Menurut Ross (1993) bahwa manajemen konflik merupakan langkahlangkah yang diambil para pelaku atau pihak ketiga dalam rangka mengarahkan perselisihan ke arah hasil tertentu yang mungkin atau tidak mungkin menghasilkan suatu akhir berupa penyelesaian konflik dan mungkin atau tidak mungkin menghasilkan ketenangan, hal positif, kreatif, bermufakat, atau agresif.

Manajemen konflik dapat melibatkan bantuan diri sendiri, kerjasama dalam memecahkan masalah (dengan atau tanpa bantuan pihak ketiga) atau pengambilan keputusan oleh pihak ketiga. Suatu pendekatan yang berorientasi pada proses manajemen konflik menunjuk pada pola komunikasi (termasuk perilaku) para pelaku dan bagaimana mereka mempengaruhi kepentingan dan penafsiran terhadap konflik Fisher dkk (2001:7) menggunakan istilah transformasi konflik secara lebih umum dalam menggambarkan situasi secara keseluruhan.

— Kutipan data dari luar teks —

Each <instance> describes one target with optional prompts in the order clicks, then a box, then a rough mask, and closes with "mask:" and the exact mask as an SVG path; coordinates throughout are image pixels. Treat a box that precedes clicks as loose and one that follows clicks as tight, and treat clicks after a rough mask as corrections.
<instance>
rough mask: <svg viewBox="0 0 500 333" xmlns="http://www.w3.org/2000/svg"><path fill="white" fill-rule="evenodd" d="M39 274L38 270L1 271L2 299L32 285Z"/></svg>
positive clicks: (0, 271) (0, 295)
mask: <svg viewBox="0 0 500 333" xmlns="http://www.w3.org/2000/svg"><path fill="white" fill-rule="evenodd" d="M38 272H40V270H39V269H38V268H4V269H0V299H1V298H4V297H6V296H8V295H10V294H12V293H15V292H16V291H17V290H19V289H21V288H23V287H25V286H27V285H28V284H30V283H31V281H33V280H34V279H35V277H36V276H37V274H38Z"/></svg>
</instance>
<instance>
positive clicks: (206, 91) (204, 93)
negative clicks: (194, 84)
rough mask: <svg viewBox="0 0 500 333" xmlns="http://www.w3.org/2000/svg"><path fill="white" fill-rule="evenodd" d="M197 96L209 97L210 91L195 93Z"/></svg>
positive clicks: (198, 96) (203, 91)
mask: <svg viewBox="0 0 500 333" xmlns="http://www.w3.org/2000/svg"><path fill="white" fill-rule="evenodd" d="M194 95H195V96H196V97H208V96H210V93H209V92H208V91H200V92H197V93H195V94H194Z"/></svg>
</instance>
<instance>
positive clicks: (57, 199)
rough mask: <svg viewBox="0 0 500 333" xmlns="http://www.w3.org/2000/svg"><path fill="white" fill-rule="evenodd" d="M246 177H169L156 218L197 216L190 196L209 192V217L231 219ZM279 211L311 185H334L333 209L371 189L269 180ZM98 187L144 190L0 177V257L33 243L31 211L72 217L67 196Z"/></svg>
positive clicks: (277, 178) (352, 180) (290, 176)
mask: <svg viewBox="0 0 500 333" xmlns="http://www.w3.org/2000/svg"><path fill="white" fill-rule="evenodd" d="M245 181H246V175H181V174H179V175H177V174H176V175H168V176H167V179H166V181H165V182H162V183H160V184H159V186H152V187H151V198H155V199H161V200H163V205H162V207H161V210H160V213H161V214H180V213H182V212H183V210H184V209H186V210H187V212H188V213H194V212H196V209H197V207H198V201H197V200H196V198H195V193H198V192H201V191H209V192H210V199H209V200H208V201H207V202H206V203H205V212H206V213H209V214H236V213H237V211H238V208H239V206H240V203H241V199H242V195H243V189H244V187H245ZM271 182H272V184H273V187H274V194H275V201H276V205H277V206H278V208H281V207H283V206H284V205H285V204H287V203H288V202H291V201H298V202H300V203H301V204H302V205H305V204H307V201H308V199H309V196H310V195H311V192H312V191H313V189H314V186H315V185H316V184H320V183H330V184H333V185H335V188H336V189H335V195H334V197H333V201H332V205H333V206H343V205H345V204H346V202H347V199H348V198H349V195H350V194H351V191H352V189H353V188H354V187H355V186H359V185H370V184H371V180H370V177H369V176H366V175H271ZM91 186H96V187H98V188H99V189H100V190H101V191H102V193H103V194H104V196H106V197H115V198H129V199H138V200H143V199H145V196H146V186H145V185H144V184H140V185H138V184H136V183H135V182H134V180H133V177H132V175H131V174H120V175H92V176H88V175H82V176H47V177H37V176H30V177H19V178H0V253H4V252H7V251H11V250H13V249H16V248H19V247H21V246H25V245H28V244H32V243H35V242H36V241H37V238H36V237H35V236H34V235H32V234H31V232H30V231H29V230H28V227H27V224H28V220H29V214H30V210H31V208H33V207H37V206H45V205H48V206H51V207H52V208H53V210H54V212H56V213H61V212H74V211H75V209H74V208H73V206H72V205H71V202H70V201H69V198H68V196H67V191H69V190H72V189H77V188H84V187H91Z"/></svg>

  1. Pencegahan Konflik, bertujuan untuk mencegah timbulnya konflik yang keras
  2. Penyelesaian Konflik, bertujuan untuk mengakhiri perilaku kekerasan melalui persetujuan damai.
  3. Pengelolaan Konflik, bertujuan untuk membatasi dan menghindari kekerasan dengan mendorong perubahan perilaku positif bagi pihak-pihak yang terlibat.
  4. Resolusi Konflik, menangani sebab-sebab konflik dan berusaha membangun hubungan baru dan yang bisa tahan lama diantara kelompok-kelompok yang bermusuhan.
  5. Transformasi Konflik, mengatasi sumber-sumber konflik sosial dan politik yang lebih luas dan berusaha mengubah kekuatan negatif dari peperangan menjadi kekuatan sosial dan politik yang positif.

Tahapan-tahapan diatas merupakan satu kesatuan yang harus dilakukan dalam mengelola konflik. Sehingga masing-masing tahap akan melibatkan tahap sebelumnya misalnya pengelolaan konflik akan mencakup pencegahan dan penyelesaian konflik. sementara Minnery (1980:220) menyatakan bahwa manajemen konflik merupakan proses, sama halnya dengan perencanaan kota merupakan proses. 

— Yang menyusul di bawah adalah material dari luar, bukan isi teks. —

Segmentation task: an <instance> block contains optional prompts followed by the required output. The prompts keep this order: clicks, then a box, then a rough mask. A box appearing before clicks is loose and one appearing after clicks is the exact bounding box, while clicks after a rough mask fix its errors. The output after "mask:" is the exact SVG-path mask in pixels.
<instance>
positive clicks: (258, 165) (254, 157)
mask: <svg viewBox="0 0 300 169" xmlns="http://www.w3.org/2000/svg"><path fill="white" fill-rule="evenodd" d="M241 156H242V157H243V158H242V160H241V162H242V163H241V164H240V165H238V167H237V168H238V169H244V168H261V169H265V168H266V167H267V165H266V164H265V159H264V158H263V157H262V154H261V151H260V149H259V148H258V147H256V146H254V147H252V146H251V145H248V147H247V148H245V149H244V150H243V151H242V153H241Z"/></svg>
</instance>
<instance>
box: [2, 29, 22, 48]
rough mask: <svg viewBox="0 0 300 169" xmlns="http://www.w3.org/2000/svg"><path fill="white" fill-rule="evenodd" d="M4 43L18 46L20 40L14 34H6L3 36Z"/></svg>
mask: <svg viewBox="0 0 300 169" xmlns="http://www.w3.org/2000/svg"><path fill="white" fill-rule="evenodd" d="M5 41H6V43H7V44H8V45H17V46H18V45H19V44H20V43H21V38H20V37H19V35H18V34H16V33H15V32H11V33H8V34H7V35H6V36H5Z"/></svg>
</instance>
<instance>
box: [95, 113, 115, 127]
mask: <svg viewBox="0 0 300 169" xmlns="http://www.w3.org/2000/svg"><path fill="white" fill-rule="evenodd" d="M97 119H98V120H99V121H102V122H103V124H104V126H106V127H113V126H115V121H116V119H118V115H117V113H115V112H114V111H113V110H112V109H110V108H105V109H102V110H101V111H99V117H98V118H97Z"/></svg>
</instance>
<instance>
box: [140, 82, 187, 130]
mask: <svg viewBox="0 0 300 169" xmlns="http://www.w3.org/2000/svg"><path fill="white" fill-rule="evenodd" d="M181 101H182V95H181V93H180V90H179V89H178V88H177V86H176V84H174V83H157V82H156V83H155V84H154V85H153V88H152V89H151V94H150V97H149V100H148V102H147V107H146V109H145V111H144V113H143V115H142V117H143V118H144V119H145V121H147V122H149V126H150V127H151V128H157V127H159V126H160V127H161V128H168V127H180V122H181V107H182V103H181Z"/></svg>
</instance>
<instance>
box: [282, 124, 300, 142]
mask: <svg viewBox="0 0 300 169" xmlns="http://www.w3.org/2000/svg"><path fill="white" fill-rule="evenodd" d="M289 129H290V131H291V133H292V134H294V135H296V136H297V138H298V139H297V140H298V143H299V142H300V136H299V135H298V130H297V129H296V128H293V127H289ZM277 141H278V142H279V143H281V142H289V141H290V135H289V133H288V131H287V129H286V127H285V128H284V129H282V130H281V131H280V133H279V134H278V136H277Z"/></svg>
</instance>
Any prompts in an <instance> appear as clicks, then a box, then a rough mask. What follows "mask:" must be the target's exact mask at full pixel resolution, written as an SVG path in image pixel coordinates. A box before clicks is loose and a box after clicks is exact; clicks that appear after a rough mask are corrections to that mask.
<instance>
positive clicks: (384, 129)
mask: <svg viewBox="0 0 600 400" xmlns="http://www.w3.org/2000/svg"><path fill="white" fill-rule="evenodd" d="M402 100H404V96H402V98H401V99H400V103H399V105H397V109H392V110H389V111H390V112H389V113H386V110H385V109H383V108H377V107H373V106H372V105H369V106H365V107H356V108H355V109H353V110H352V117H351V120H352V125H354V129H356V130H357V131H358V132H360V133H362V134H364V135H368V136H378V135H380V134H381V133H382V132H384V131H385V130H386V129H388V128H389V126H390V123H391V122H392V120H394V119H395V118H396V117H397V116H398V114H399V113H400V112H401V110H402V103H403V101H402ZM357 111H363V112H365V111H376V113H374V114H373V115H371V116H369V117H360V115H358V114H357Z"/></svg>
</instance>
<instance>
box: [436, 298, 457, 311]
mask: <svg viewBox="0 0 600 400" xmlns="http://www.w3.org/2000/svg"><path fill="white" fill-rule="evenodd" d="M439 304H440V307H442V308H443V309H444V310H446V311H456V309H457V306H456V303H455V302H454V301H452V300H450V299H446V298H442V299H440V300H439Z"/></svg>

Minnery (1980:220) juga berpendapat bahwa proses manajemen konflik perencanaan kota merupakan bagian yang rasional dan bersifat iteratif, artinya bahwa pendekatan model manajemen konflik perencanaan kota secara terus menerus mengalami penyempurnaan sampai mencapai model yang representatif dan ideal. Sama halnya dengan proses manajemen konflik yang telah dijelaskan diatas, bahwa manajemen konflik perencanaan kota meliputi beberapa langkah yaitu: penerimaan terhadap keberadaan konflik (dihindari atau ditekan/didiamkan) ,klarifikasi karakteristik dan struktur konflik, evaluasi konflik (jika bermanfaat maka dilanjutkan dengan proses selanjutnya), menentukan aksi yang dipersyaratkan untuk mengelola konflik, serta menentukan peran perencana sebagai partisipan atau pihak ketiga dalam mengelola konflik. Keseluruhan proses tersebut berlangsung dalam konteks perencanaan kota dan melibatkan perencana sebagai aktor yang mengelola konflik baik sebagai partisipan atau pihak ketiga.